Vie aquatique (La)
The Life Aquatic with Steve Zissou
États-Unis, 2004
De Wes Anderson
Scénario : Wes Anderson, Noah Baumbach
Avec : Cate Blanchett, Willem Dafoe, Anjelica Huston, Bill Murray, Owen Wilson
Durée : 1h58
Sortie : 09/03/2005
Le célèbre océanographe Steve Zissou mène la dernière expédition de sa carrière sur les traces du fameux requin-jaguar, animal qui aurait causé la perte de son ancien associé.
LA CROISIERE S'AMUSE
Quel enfant n'a jamais rêvé d'embarquer à bord de la Calypso du Commandant Jacques-Yves Cousteau? Qui n'a jamais rêvé de découvrir une nouvelle espèce animale, d'être le premier explorateur d'une contrée inconnue? En suivant les pas de Ned Plimpton (Owen Wilson parfait), Wes Anderson nous convie à une étrange odyssée, le dernier voyage d'une équipe d'hurluberlus, lointains cousins du professeur Tournesol ou de Jules Verne, prête à tout pour quitter la terre ferme et trouver l'aventure. Ancien membre du Club Zissou comme on l'était autrefois du Club Picsou, Ned Plimpton découvre à trente ans passés la difficulté d'être le fils d'un océanographe aux méthodes originales et discutables, plus proche de la piraterie que du code de la marine. Il découvre l'envers du décor, les stagiaires que l'on maltraite, les seconds couteaux que l'on oublie, les petits arrangements avec la loi... A l'image du magique plan de coupe sur le Belafonte, le navire de Zissou, Wes Anderson dissèque la personnalité de chaque membre de l'équipage, met à nu les ambiguïtés et les fêlures, saisit les manques et les non-dits pour, au final, nous émouvoir durablement.
ADIEU BABYLONE
Tel Don Quichotte dont il est le digne descendant, Steve Zissou semble poursuivre une chimère. "On" remet en cause la mort de son ami Esteban, l'existence de ce fameux requin-jaguar, la véracité des faits exposés dans ses documentaires (hilarantes séquences qui singent les films du genre avec une distance ironique irrésistible). Le monde semble s'écrouler autour de lui. Les fonds manquent, l'épouse s'éclipse, l'ancien hôtel de luxe est devenu un nid de bandits mal renseignés.
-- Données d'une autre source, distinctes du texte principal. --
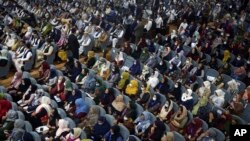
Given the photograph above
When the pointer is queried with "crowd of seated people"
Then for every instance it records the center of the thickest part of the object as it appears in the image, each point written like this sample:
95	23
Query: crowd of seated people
127	76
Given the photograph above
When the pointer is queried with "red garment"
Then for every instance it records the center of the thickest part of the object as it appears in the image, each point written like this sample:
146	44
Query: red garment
5	106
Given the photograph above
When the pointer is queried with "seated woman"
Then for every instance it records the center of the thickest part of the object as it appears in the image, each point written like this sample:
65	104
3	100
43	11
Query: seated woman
91	60
142	123
3	57
153	80
89	82
167	111
119	59
7	123
123	81
91	119
42	113
80	110
100	129
80	78
21	90
74	135
106	98
218	98
44	73
155	131
71	97
105	70
193	130
118	106
25	56
179	120
15	83
218	82
114	134
114	76
44	52
135	69
28	96
132	89
57	90
154	104
187	99
62	130
163	86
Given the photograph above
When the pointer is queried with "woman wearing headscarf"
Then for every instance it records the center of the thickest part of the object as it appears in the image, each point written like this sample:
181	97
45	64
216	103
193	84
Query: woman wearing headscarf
187	99
135	69
100	129
107	98
193	130
57	90
28	96
15	83
132	88
161	67
76	70
42	113
24	86
71	97
163	86
167	111
74	135
92	118
44	72
80	78
123	81
62	130
218	98
19	132
8	123
153	80
80	111
3	57
91	60
144	55
114	134
155	131
226	56
114	76
203	93
105	70
89	83
154	104
179	120
118	106
142	123
119	59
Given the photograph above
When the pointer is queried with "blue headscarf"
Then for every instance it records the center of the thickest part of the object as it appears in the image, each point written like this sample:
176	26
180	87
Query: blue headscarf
81	106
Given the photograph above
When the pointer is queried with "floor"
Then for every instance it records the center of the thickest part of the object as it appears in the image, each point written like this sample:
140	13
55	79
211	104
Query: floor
34	73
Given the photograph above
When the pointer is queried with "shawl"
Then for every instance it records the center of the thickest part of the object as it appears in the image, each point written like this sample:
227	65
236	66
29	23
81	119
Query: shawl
119	103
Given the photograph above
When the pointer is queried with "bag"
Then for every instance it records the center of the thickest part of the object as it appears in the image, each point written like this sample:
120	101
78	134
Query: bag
62	55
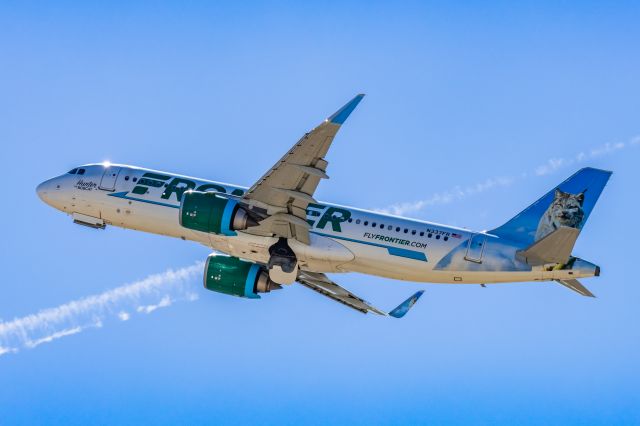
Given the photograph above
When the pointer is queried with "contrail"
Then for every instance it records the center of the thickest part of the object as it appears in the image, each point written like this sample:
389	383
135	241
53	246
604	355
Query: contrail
550	166
162	290
140	297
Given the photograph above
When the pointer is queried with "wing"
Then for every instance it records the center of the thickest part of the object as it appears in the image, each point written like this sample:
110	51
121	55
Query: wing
323	285
285	191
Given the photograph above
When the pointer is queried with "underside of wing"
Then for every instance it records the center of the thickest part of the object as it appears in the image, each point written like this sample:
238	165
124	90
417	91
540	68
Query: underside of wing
323	285
282	195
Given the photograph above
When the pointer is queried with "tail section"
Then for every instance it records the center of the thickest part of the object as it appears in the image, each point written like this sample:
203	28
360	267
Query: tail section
566	206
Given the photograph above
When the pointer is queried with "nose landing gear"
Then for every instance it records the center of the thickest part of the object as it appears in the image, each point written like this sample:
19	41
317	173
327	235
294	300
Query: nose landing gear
283	264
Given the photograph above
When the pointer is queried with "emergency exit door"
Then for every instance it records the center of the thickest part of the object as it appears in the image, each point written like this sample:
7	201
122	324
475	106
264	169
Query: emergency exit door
475	249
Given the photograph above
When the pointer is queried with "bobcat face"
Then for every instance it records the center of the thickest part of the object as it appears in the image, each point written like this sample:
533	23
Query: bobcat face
565	210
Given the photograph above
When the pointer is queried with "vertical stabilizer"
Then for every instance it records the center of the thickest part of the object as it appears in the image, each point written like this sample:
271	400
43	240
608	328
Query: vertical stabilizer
568	205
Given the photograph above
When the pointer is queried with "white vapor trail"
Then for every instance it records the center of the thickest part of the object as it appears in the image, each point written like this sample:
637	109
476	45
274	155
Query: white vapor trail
550	166
143	297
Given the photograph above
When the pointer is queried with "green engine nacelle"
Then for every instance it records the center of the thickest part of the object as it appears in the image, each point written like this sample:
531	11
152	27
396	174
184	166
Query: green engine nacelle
212	213
230	275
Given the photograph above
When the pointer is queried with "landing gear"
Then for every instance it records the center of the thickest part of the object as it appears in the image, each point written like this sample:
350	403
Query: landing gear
283	264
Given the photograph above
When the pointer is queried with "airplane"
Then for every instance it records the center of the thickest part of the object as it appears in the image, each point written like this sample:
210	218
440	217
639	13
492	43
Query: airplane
275	233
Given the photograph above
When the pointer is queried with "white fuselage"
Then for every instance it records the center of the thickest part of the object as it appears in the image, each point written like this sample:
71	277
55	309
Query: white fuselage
370	242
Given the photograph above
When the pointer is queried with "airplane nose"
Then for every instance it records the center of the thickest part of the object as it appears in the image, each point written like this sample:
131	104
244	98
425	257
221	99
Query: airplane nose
43	191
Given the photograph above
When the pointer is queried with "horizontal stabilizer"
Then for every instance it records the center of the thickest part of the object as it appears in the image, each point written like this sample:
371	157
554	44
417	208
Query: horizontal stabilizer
554	248
404	307
576	286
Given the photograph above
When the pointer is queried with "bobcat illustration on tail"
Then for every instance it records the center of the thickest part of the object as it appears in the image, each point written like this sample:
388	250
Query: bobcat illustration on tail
565	210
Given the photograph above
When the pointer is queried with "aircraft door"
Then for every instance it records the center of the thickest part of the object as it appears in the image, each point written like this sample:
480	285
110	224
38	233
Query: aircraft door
475	248
109	178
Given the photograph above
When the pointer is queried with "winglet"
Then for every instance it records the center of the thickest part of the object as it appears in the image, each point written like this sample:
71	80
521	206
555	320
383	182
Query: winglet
576	286
404	307
340	116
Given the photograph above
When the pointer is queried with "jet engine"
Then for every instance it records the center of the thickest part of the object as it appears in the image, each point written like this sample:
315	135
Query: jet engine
230	275
212	213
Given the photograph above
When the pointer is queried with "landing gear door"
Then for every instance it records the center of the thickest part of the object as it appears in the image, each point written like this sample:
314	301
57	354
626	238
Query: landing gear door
475	248
109	178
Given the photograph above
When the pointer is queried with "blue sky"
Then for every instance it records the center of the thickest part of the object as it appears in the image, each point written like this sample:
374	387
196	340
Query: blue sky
473	110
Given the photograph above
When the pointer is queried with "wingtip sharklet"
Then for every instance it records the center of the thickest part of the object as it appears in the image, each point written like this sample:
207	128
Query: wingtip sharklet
402	309
340	116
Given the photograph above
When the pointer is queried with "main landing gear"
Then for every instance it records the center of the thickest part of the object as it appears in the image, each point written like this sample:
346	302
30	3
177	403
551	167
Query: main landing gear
283	263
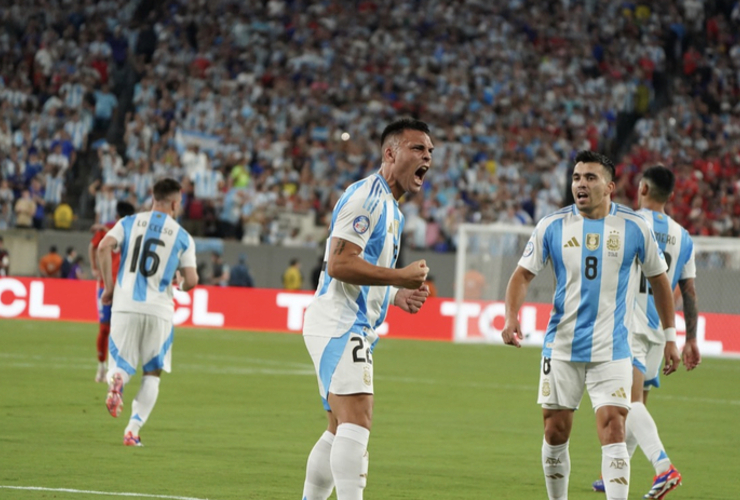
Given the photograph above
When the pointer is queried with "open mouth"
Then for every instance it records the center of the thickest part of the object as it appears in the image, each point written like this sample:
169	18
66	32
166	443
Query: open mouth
420	173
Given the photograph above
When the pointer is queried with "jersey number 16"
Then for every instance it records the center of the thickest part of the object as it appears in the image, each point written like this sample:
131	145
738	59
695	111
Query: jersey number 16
149	253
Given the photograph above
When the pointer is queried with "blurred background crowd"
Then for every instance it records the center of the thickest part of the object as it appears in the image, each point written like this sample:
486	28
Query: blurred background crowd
267	110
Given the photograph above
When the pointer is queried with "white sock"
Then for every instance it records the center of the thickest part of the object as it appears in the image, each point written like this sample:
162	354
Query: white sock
143	403
112	371
630	440
319	481
641	424
615	469
349	461
556	464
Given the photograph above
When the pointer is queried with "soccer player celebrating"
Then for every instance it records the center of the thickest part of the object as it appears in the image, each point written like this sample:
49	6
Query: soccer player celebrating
153	248
591	246
123	209
357	285
648	340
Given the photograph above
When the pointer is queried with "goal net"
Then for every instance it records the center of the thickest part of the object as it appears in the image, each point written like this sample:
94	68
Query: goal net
488	254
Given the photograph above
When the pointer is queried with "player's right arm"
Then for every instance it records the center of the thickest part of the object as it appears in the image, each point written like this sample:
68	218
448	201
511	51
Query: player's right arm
105	261
92	255
188	268
690	355
516	292
346	264
190	278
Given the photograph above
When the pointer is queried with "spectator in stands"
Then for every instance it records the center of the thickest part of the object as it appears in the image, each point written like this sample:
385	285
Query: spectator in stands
219	270
50	265
75	271
63	216
292	277
240	275
25	209
68	262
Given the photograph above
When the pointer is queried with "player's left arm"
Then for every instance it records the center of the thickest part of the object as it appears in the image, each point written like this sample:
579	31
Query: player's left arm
410	300
105	262
663	295
690	356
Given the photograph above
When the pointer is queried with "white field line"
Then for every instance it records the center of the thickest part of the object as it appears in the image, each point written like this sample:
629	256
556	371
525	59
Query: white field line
299	369
90	492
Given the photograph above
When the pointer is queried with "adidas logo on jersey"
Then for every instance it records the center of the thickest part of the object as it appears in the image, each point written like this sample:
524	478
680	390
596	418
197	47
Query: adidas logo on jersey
572	243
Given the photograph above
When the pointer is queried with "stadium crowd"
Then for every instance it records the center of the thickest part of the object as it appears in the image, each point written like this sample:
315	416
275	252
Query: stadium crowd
269	107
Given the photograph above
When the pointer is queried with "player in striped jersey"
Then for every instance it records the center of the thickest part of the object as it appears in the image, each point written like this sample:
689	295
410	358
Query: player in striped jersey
123	209
358	284
153	249
591	246
648	340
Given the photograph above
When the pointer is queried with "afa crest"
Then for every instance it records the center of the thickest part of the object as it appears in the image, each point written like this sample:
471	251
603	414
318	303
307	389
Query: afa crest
612	243
593	240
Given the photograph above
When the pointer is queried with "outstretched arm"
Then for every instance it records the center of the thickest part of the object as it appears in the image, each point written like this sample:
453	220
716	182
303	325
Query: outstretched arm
690	356
516	292
345	264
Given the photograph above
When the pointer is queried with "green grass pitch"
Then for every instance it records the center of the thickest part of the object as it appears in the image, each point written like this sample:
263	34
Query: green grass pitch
240	412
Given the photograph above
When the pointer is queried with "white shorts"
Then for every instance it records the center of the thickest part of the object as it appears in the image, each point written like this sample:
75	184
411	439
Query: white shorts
344	365
138	337
562	383
647	357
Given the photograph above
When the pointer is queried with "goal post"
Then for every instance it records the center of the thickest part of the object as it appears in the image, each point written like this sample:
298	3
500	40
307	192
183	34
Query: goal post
487	254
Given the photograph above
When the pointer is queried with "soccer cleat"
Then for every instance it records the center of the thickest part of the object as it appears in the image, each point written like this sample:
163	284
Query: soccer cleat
114	401
130	440
598	485
100	377
664	483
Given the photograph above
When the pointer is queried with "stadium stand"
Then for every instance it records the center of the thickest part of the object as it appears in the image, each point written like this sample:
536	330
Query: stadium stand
267	110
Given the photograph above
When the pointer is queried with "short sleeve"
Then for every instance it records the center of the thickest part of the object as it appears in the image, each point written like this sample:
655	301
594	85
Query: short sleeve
117	233
536	252
653	262
354	221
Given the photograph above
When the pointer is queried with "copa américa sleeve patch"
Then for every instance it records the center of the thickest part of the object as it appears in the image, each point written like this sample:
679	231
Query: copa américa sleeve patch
528	249
361	224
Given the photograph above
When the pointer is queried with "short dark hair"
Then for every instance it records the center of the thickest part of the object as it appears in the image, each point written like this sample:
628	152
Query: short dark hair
124	209
661	181
586	156
164	188
398	126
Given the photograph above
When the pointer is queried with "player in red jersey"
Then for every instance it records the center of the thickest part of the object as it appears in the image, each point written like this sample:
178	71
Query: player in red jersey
123	209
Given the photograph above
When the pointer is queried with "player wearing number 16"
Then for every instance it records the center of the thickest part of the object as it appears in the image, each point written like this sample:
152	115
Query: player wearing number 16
153	249
591	247
358	284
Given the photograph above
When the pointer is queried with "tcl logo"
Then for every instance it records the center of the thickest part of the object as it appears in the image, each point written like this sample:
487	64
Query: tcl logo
198	313
15	299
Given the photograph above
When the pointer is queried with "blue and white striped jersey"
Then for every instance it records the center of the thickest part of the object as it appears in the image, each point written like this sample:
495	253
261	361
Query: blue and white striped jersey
592	261
153	246
368	216
678	249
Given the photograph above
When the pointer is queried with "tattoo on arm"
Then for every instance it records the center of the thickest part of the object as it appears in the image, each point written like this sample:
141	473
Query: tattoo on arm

Pourtant, l'éternel enfant refuse de devenir un adulte et d'abandonner ses jouets. La découverte sur le tard d'un possible rejeton fortuné lui offre le plaisir de se replonger une dernière fois dans ses souvenirs. Il refuse d'être appelé "papa" devant la caméra mais les rapports humains deviennent peu à peu plus chaleureux et plus sincères. Et le miracle a lieu. Wes Anderson nous invite à croire en l'existence d'un cinéma artisanal, aussi noble que celui produit par Hollywood: la possibilité d'envisager un jour le triomphe des rêveurs sur les réalistes et les cyniques.
CINEMA PLAYMOBIL
Film après film, le réalisateur américain Wes Anderson construit un univers cohérent et immédiatement identifiable. L'auteur de La Famille Tenenbaum possède un style unique pour raconter les aventures tragi-comiques d'individus toujours hors du commun. Il maîtrise parfaitement l'art du contre-pied, du gag visuel imprévu qui surgit au bord du cadre après une révélation dramatique, donnant ainsi une teinte salée sucrée à son cinéma. Avec La Vie aquatique, il pousse ce système à son paroxysme, en développe le rythme épisodique et aléatoire. Impossible de deviner ce qui va suivre l'aveu d'un adultère ou d'une paternité refoulée. Une effusion, un coup de poing, une crise de larmes? Les trois à la fois? Wes Anderson jongle avec les ambiances et les sentiments, privilégie toujours l'atmosphère à une narration linéaire. Ses films reflètent bien l'image publique de Bill Murray, son acteur Pygmalion, ours mal léché toujours prêt à sortir les griffes mais à la sensibilité exacerbée, fidèle parmi les fidèles d'une troupe de comédiens qui suivent le jeune réalisateur sur chacun de ses projets. Bercée par la douce voix de Seu Jorge et la musique planante de Sigur Ròs, La Vie aquatique s'impose comme le petit bonbon acidulé de ce mois de mars qui, sous ses aspects de comédie décalée, cache de nombreux cœurs brisés à réparer.